The news that Greece’s prime minister Alexis Tsipras is resigning, triggering an early election, should perhaps not be a surprise, given the country has now agreed the terms on a €86bn rescue program accepting tough austerity measures that fly in the face of the promises on which the Syriza party was elected. But it also reflects an assessment of the reality that faces Greece and also the EU.

The Greek newspaper Kathimerini in March published a sketch featuring Yanis Varoufakis, the then-current Greek finance minster. In it, Varoufakis tells a gathered crowd: “Ladies and gentlemen, I present to you the ‘Brussels Group’, aka the Bee Gees, who will sing to us ‘Stayin’ alive’.”

That cartoon is still relevant, albeit now needing to replace Varoufakis with Euclid Tsakalotos. But for both Greece and the rest of the EU’s sake, the country has aim higher than simply stayin’ alive. That means both the EU and Greece need to come to a consensus on just what it means to be a member of the club. Indeed, one can ask, as former Fed Chairman Ben Bernanke did in July, whether Europe is holding up to its end of the bargain? Specifically, Bernanke wondered, is the euro-zone’s leadership delivering the broad-based economic recovery that is needed to give stressed countries like Greece a reasonable chance to meet their growth, employment, and fiscal objectives?

Clearly, the answer so far has been a resounding ‘no’. But an EU characterised by massive trade surpluses produced by a regional hegemon cannot hope to be a stable entity. As Bernanke points out, Germany’s large trade surplus puts all the burden of adjustment on countries with trade deficits, which must undergo painful deflation of wages and other costs to become more competitive. The breaking of the taboo over membership of the euro in July, when European finance ministers raised the possibility of Greece departing and being alone again, has demolished the idea that the Hotel euro-zone, like the famed Hotel California, is only programmed to receive. You can check out any time you like, but you just can never leave.

The issue that does need to be squarely addressed though is whether, as many are now suggesting, the EU would be better off if Germany left the euro-zone rather than Greece. Its currency would appreciate dramatically, reducing its trade surplus, but the value of its euro denominated debts would go down when measured in Deutsche mark. If the Netherlands, Finland and Austria followed suit to form a northern euro-zone whose currency would appreciate against that of the remaining Euro, it would potentially help to solve many of the imbalances that now exist.
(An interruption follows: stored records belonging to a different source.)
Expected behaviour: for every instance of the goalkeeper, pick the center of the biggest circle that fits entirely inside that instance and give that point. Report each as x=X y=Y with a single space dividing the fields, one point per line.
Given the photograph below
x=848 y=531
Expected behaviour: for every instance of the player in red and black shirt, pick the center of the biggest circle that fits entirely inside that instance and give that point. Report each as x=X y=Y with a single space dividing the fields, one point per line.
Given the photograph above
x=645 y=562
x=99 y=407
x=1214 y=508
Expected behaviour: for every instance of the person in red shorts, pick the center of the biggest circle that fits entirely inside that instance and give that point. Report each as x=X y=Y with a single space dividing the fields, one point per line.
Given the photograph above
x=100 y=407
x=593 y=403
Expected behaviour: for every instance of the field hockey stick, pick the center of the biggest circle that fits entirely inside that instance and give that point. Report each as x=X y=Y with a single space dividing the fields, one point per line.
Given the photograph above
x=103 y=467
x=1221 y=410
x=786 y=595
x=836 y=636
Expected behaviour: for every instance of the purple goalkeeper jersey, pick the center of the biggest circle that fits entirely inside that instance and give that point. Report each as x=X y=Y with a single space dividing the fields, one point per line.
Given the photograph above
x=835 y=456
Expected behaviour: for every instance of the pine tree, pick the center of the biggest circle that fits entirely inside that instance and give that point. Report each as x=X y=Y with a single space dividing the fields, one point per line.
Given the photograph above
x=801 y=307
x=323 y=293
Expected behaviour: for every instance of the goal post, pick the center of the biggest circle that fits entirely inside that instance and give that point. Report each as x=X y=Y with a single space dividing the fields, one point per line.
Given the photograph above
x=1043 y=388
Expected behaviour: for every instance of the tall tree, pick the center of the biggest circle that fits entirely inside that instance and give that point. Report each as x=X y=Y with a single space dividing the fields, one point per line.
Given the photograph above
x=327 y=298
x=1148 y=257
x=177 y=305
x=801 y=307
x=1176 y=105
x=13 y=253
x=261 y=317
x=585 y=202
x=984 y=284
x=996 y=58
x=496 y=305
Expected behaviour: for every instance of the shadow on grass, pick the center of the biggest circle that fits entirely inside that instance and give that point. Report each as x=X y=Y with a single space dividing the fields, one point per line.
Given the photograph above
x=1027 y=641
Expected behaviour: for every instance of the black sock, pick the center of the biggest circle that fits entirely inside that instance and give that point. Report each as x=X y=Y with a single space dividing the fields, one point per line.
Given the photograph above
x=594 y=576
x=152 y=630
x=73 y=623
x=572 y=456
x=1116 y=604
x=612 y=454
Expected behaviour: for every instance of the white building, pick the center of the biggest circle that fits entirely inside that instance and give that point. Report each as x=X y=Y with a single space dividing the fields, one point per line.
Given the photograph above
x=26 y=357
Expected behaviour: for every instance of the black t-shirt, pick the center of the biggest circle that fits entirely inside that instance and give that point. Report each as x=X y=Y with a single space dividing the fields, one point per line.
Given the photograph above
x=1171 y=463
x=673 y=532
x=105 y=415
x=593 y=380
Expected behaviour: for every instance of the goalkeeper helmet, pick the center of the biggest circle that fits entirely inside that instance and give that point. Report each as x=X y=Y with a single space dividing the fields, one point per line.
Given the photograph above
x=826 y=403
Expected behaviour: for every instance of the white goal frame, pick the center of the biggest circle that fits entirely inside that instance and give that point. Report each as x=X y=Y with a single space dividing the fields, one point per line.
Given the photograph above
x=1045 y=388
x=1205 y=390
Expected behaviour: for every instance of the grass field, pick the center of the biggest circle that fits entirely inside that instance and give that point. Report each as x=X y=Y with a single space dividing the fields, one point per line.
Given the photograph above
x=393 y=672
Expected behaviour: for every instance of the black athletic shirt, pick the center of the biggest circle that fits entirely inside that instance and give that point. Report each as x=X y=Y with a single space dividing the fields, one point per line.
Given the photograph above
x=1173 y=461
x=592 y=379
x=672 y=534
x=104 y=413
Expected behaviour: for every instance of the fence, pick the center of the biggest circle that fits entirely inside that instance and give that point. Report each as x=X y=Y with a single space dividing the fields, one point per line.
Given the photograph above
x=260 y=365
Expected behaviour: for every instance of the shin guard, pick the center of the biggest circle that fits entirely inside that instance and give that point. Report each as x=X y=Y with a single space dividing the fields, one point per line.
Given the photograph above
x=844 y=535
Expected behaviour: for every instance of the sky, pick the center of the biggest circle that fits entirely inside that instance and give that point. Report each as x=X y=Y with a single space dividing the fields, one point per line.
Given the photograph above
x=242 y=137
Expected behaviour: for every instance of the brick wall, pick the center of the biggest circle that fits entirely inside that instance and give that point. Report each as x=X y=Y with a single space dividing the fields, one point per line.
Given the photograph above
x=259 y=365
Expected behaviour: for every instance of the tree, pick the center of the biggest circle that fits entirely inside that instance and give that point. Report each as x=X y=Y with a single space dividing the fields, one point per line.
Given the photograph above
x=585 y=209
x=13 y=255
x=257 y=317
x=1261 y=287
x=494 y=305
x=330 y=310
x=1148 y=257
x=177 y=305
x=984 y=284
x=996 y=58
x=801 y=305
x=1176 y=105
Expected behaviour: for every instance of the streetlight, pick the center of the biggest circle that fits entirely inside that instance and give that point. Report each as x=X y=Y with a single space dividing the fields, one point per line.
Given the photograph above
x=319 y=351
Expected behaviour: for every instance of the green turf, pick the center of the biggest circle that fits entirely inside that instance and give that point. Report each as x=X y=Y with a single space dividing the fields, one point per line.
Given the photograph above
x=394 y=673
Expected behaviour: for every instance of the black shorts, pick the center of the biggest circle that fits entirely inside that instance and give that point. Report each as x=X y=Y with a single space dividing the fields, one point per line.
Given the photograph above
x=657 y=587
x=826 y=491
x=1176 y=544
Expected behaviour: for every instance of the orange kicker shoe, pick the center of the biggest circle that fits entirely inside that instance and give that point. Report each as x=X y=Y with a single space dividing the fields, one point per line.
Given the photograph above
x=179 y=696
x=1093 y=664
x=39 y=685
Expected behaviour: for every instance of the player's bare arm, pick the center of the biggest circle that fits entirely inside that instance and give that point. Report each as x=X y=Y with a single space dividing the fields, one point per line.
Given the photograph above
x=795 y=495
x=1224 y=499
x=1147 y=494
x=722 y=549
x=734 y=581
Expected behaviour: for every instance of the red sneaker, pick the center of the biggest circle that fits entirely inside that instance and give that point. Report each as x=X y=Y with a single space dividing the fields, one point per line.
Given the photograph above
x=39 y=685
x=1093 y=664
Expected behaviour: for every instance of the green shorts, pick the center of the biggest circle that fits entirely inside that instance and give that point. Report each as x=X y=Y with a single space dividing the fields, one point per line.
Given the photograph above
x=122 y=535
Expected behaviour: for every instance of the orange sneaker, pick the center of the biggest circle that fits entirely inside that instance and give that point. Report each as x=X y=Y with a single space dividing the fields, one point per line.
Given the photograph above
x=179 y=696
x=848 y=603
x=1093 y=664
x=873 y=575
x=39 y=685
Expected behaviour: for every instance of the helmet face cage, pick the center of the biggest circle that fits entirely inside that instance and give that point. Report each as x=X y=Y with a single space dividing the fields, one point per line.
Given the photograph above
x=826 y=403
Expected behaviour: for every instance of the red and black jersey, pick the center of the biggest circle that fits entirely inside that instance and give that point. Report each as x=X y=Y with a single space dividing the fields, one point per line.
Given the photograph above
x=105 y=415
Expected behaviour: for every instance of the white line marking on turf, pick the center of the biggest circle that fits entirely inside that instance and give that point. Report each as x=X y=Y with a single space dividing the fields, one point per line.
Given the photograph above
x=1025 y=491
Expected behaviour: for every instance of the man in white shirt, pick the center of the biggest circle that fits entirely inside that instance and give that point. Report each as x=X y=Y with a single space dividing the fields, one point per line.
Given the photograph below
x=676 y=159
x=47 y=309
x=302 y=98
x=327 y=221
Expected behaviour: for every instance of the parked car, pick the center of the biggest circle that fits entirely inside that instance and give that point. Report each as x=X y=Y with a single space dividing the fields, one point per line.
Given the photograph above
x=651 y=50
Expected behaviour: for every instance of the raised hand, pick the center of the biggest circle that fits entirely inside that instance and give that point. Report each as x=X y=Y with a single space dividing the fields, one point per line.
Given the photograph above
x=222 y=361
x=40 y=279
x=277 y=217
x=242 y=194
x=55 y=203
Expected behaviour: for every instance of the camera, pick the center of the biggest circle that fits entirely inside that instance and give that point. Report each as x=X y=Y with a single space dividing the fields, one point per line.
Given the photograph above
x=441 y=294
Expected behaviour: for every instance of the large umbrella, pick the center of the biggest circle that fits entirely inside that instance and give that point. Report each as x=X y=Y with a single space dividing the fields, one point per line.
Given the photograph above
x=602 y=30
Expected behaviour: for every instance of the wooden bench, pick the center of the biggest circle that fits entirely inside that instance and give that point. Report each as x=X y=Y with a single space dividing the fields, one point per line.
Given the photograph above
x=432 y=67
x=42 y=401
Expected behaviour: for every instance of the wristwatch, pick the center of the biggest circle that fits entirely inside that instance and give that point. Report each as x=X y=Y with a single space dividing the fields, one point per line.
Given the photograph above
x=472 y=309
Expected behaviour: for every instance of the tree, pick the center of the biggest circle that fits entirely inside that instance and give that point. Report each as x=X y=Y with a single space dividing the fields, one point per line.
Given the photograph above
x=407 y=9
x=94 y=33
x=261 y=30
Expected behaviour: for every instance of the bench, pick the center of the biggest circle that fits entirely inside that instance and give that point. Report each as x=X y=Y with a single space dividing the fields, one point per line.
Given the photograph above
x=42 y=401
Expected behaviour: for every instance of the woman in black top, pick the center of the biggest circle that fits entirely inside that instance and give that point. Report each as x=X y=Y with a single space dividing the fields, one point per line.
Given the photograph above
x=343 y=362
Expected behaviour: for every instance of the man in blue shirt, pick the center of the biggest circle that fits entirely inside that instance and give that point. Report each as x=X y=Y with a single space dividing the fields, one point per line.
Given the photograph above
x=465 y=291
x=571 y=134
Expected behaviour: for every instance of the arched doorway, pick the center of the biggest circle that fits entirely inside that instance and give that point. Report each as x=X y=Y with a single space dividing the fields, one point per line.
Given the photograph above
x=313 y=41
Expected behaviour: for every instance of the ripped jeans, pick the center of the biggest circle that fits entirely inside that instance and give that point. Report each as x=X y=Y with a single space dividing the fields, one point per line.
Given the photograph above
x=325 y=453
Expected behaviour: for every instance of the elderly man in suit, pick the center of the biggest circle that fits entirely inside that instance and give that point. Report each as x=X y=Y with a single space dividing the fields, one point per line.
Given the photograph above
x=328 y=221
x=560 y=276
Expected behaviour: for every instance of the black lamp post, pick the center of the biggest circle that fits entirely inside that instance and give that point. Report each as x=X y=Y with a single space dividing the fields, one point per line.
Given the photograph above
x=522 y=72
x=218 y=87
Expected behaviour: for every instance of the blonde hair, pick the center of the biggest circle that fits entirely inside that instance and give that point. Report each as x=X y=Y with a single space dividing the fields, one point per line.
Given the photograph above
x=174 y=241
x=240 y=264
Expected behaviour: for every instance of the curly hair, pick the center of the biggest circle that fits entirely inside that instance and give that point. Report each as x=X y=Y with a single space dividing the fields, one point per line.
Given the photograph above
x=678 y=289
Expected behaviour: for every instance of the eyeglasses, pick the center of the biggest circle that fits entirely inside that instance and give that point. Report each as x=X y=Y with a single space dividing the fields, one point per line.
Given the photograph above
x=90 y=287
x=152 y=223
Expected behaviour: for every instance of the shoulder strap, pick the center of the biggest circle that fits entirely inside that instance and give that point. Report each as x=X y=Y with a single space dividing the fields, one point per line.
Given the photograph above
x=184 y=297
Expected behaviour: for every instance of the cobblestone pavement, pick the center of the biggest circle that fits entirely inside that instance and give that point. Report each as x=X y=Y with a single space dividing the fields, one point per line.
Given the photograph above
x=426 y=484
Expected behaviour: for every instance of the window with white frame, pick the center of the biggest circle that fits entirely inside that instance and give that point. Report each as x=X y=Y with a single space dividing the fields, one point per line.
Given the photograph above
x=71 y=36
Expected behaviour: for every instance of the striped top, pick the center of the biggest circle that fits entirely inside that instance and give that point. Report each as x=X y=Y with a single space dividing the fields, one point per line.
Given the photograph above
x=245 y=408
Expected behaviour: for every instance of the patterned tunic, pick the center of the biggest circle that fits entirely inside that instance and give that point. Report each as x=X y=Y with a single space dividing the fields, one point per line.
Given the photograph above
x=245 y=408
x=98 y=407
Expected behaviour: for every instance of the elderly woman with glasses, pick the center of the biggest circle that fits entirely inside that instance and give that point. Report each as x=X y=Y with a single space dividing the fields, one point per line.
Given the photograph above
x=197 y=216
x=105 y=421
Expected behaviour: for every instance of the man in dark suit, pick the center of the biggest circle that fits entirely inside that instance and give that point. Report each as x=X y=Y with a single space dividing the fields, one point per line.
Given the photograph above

Whilst such an outcome may be fanciful, the issues it raises are not going to disappear. But for Greece, its problems are not going to be solved by just replacing its currency. The benefit to Greece of joining the euro-zone was the hope for macroeconomic stability and the psychological assurance that participation in the euro would bring Greece closer to the western European countries within the EU and thus enhance its security against what it perceived as aggressive and unstable neighbours surrounding it. Greece now looks an anomaly within the EU. It may still be classed as a developed market by some, but it is at the bottom of the rankings – and has already been reclassified as ‘emerging’ by MSCI, S&P and others.

It has structural problems that its post-war governments have never been able to solve, such as corruption and tax evasion that make it closer to an emerging market than a developed. Greece’s population will have suffered a sense of déjá vu as their political classes failed to develop a modern European state. The election of Syriza was a reaction to that failure. Yet Syriza itself, incorporates elements that are hostile to what Greece needs to become prosperous – the development of a vibrant private sector. The contrast between the private sector in Greece and Germany’s Mittelstand, the hugely successful SMEs that have provided the backbone to Germany’s economic success, is striking.

Another telling comparison is with the SME space in Italy’s north, which has gone through various transformations from embroidery to car parts, retaining the strong links and support between them. Perhaps the EU should focus less on austerity for Greece and more on how the frameworks that support the Mittelstand in Germany and the SME space in Northern Italy can be encouraged in Greece.

If the EU allows Greece to fail now, it may be economically acceptable, but it may well destroy the political vision that ultimately holds the EU together. The ramifications of that may be uncontrollable.